Expected rank
Expected rank
is a centrality measure based on
neighborhood inclusion
, which induces a partial ranking among nodes and has been shown to be preserved by many existing centrality indices [2]. Schoch and Brandes [3] formalized a simple principle: if a node has the same or a superset of the connections of another node, it cannot be less central. Formally,
\begin{equation*}
\mathcal{N}(u) \subseteq \mathcal{N}(v) \cup \{v\} \quad \Rightarrow \quad c(u) \leq c(v),
\end{equation*}
where \(\mathcal{N}(u)\) denotes the set of neighbors of node \(u\).

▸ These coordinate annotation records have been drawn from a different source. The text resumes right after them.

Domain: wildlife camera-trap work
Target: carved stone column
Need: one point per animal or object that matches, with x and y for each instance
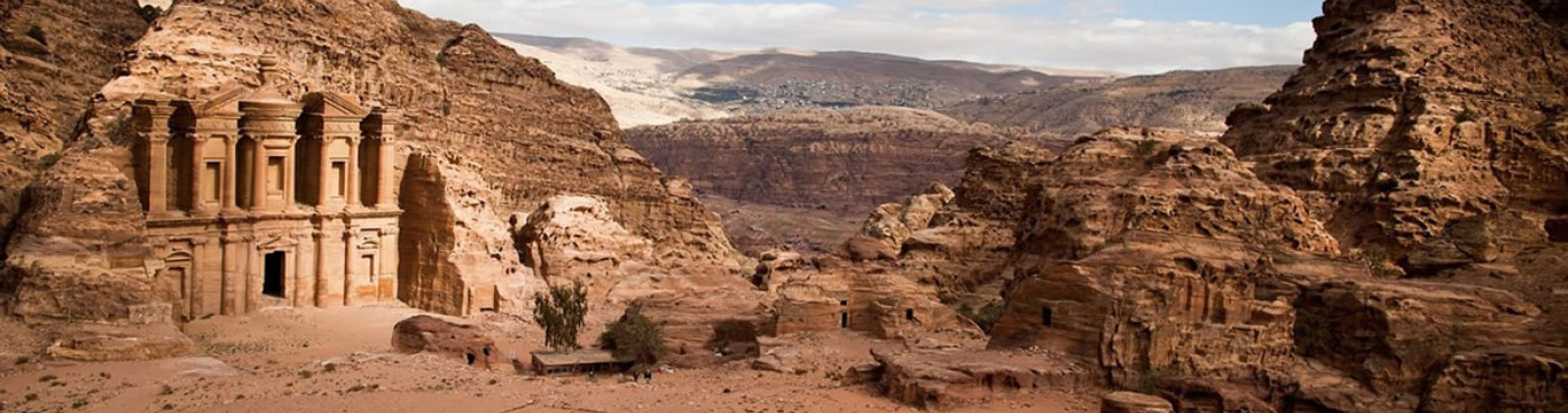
(388, 287)
(349, 264)
(258, 175)
(153, 123)
(255, 275)
(353, 173)
(198, 164)
(323, 178)
(384, 177)
(320, 267)
(289, 175)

Neighborhood inclusion defines a
pre-order
(a reflexive and transitive binary relation) on the nodes of a graph. From this partial order, full rankings (linear extensions) can be generated by arranging the nodes into a total order that preserves all pairwise relations implied by the partial order. The expected rank of node \(i\), denoted \(c_{ER}(i)\), is then defined as
\[
c_{ER}(i) = \sum_{k=1}^{N} k \, \Pr[\mathrm{rk}(i) = k],
\]
where \(\Pr[\mathrm{rk}(i) = k]\) is the probability that node \(i\) occupies rank \(k\) in a full ranking.
A limitation of this approach is that enumerating all possible linear extensions is computationally prohibitive for large networks. Schoch and Brandes [2] suggest using approximation techniques, such as sampling or heuristic methods, to estimate expected ranks efficiently.